Paysage Wi-Fi – dessin sur papier millimétré, feutre
(8x) 52 x 42 cm / 2018
Il y a un monde derrière le monde, il y a ce que l’on voit et ce que l’on ne voit pas. Il y a le visible et l’invisible, le palpable et l’impalpable. Bien sûr, il pourrait s’agir de métaphysique et au fond, peut-être est-il question de cela dans les Paysages wi-fi. Ces dessins sont ambigus, tiennent tout autant de la rigueur de certaines formes conceptuelles que de l’esthétique saturée des productions chamaniques ou asilaires. Des points noirs envahissent les feuilles de papier millimétré et composent des paysages empruntés à une autre planète. Selon la méthode classique de la mise au carreau Benjamin Desoche transcrit dans ces dessins, les images d’un logiciel pour téléphone mobile cartographiant les ondes qui nous entourent.

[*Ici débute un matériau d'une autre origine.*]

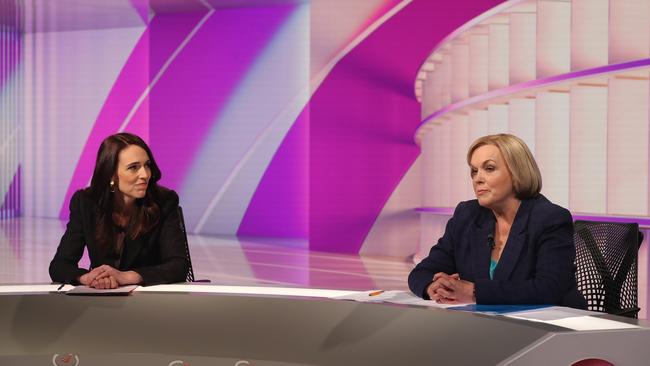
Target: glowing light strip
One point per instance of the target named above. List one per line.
(247, 290)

Comme souvent, dans le travail de l’artiste, l’image numérique retrouve une matière en s’affranchissant de la machine au profit du geste, les pixels devenant alors d’innombrables points réalisés à la main. Le paysage n’est pas seulement un objet perçu par un sujet dans lequel il se reflète selon la perspective romantique. Ici le paysage n’est pas intérieur, il est un bain, en l’occurrence un bain d’ondes, produites par des émetteurs plus ou moins puissants allant d’autres êtres humains à des machines en tout genre. Le paysage invisible n’est ni le monde des pulsions remontant des limbes de l’inconscient, ni même le lieu des esprits fantômes, il est le revers de la modernité, où le sujet est traversé d’un tissu de forces imperceptibles, dangereuses et sans aucun mystère.
S’attacher à prendre ce logiciel comme point de départ de l’œuvre est aussi une manière d’interroger la hiérarchie des valeurs et des forces de tous les éléments qui nous entourent. Il y a ce qui émet beaucoup et ce qui émet peu ou moins et ces forces sont transcrites numériquement par la machine pour mieux devenir des points, des lignes, des plans dans les dessins de Benjamin Desoche. La valeur graphique est donc relative à la force du champ magnétique aussi, les box des maisons se font voir davantage que leurs habitants, la machine se faisant encore menace d’un nouveau jour, force insoupçonnée, poison invisible certainement.